От внимания Хейзита не ускользнуло, что при упоминании этого имени Локлан брезгливо поморщился.
Они проделали весь обратный путь со стены в башню, прошли мимо Тронной залы, за дверями которой звучали раскаты голоса Ракли, вышли на противоположную лестницу и неожиданно для Хейзита пошли не вверх, а вниз. Ему почему-то представлялось, что хранилище свитков должно находиться выше всего остального, а тем более не на этаже хозяйственных помещений. Однако они миновали и их, и но крутой узкой лестнице спустились в подземелье. Отовсюду веяло холодом, и Хейзит вспомнил, как слушал рассказ Харлина, сидя у него в подполе. Вероятно, отец строил Харлину жилище по образу и подобию Меген’тора, правда, здесь благодаря приподнятости над рекой холод был сухим, а не влажным, как под землей Вайла’туна.
— Ты знаешь, куда мы идем? — оглянулся через плечо Локлан.
— Догадываюсь. Скелли, если не ошибаюсь, служит главным писарем.
— Служил. Теперь он не только главный писарь, но и особо приближенный к моему отцу человек. Чему я, между нами говоря, не слишком рад. Лучше бы каждый занимался своим делом. Раньше он просто выписывал грамоты на тех, кого ему называли, а сейчас ему, видите ли, нужно самолично со всеми видеться и определять, насколько ты или кто другой благонадежен. Но таково распоряжение Ракли, а я ему пока перечить не собираюсь.

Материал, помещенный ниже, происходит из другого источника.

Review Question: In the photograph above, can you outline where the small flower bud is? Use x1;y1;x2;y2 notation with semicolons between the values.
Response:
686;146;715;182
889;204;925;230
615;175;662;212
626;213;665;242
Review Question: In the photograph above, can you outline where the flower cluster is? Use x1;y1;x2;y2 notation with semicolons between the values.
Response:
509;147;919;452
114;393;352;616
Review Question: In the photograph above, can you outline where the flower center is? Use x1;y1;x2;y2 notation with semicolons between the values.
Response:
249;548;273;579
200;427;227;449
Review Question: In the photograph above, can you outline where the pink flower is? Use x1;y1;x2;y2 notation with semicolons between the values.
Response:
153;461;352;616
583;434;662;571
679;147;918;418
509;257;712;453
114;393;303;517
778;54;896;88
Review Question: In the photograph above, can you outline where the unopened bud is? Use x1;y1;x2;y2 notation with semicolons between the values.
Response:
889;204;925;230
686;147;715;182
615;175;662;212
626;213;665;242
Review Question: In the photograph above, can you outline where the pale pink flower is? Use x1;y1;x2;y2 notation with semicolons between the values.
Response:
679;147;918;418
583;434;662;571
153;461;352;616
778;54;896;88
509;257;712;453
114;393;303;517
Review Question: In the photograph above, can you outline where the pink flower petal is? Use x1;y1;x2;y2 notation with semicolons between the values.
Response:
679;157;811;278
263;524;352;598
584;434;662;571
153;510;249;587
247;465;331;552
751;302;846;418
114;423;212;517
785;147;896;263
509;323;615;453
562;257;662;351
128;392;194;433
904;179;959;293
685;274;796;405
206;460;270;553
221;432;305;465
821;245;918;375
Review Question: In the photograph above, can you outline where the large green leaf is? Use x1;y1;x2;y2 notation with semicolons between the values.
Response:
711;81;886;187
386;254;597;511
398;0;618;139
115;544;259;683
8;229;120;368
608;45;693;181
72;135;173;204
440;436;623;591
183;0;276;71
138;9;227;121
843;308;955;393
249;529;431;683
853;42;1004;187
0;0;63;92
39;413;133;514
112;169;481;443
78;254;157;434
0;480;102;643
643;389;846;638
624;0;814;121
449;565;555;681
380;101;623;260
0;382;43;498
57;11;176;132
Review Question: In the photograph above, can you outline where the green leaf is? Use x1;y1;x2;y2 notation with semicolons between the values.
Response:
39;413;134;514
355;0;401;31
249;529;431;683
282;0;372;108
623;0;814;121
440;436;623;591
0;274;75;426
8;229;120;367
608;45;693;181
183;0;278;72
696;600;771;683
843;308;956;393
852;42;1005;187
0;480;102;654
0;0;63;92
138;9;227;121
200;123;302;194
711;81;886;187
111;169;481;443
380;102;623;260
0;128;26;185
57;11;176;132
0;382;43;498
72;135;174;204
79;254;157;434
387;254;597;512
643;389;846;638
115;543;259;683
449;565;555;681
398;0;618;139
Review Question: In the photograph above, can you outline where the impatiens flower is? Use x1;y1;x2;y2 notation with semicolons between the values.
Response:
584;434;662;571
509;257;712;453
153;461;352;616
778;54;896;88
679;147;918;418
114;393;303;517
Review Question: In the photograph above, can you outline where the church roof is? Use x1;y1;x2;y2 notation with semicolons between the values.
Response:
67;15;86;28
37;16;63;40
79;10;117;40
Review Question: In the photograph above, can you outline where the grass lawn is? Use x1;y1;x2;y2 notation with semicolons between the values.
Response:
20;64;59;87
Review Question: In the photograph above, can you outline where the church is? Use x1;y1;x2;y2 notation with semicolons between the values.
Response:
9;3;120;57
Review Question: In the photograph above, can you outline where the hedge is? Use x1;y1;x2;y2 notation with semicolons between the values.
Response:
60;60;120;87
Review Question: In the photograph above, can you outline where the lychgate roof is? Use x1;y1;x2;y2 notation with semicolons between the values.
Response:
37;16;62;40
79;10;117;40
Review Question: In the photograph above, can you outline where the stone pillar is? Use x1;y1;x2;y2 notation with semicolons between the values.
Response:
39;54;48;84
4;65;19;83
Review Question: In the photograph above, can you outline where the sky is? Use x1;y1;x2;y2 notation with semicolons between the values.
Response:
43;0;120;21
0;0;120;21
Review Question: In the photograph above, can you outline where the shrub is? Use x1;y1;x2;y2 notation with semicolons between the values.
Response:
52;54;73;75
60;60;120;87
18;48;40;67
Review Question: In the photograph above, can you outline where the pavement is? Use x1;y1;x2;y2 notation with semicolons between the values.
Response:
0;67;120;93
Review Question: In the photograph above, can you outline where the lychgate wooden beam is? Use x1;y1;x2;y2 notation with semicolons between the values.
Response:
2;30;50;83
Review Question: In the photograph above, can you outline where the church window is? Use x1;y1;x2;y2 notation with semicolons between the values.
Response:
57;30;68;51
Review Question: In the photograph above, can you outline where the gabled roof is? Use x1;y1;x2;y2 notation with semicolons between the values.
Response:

Хейзит машинально подмечал изменения тона собеседника, пытаясь понять, на чьей стороне его нынешний начальник. Пока выходило, что он сохраняет активный нейтралитет, критикуя отца и его сподвижников, но и не отказываясь в нужную минуту прибегать к их помощи. Вот бы представить себе, что изменится в Торлоне, когда Ракли рано или поздно почиет-таки с миром, дай ему боги долгих зим жизни! Но Хейзит слишком мало знал о подковерной жизни замка, чтобы иметь возможность взвесить силы сына и отца. Да и не очень-то хотелось ему в этом копаться. Сейчас он был окрылен уже одним тем, что тяжелый камень, с которым он проснулся утром в предвкушении предстоящего разговора, как-то сам собой упал с плеч, и дальнейший ворох забот выглядит вполне подъемным. Правда, если при этом сосредоточиться на изготовлении лиг’бурнов, вместо того чтобы отвлекаться на то, кто с кем и почему ведет такую, а не иную игру. Разумеется, игры сильных мира сего тоже важны, от них многое зависит, ведь решать в конечном итоге все приходится людям, наделенным властью, но, попытался тяжело вздохнуть улыбающийся про себя Хейзит, негоже строителю указывать пахарю, как ловить рыбу.
Размышляя так, он не мог не любоваться неброской красотой и мощью подземного коридора, по которому они вот уже некоторое время целенаправленно кружили. Представляя себе, как все это когда-то давным-давно пробивалось в твердокаменной породе скалы, он искренне восхищался упорством и мастерством своих предков-каменотесов. Чтобы построить такое, требовалось работать каждый день и не одну зиму. Стены, как и пол, выглядели совершенно гладкими, как будто их ко всему прочему еще и специально отполировали. Потолка видно не было: постоянно горевшие здесь факелы зачадили его, и создавалось странное ощущение, словно над головой — пустое пространство. Хейзит с трудом сдержался, чтобы не проверить это ощущение рукой, однако вовремя спохватился, что после такой «проверки» ему едва ли удастся найти пемзу и воду, чтобы руку отмыть. На рукопожатие при знакомстве с главным писарем он не слишком рассчитывал, однако и поддерживать расхожее представление о строителях как о людях вечно в чем-то измазанных и моющихся разве что по большим праздникам, ему вовсе не хотелось.